A year before the United States entered World War II, the federal government paid owners to appropriate their farm land and convert it into a basic training facility (Infantry Replacement Training Center) for the U.S. Army. Eventually a quarter million troops, including Henry Kissinger, and Dick Winters trained at the post, named for Major General Edward Croft (1874–1938), a native of Greenville, South Carolina, and a former chief of Army Infantry. Camp Croft boosted the local economy, especially during construction, though it also strained the housing, recreational, and health facilities of the small Upstate community.

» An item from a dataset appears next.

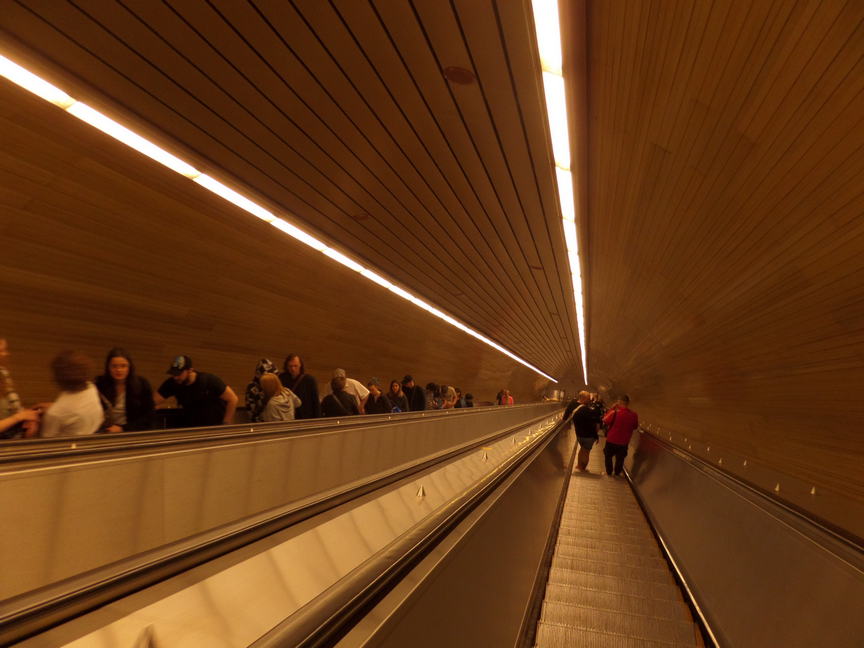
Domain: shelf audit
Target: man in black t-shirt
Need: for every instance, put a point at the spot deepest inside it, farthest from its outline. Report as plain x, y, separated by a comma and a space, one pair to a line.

During the last year and a half of the war, nearly a thousand German prisoners of war were interned there.

Following deactivation of the base on July 31, 1945, the government sold 7,000 of its 19,000 acres to the state of South Carolina for use as a park, which opened in 1949. Land developed adjacent to the park to the north is now part of the Camp Croft community.

==Activities and amenities==

Park activities include picnicking, camping, hiking, horseback riding, geocaching, mountain biking, and bird watching. Fishing is available on two lakes, including the 165-acre Lake Craig.

Amenities include a playground, picnic shelters, a shooting range, extensive mountain bike trails and a park store. Equestrian facilities include a stable with rental stalls, a show ring, and miles of horse trails.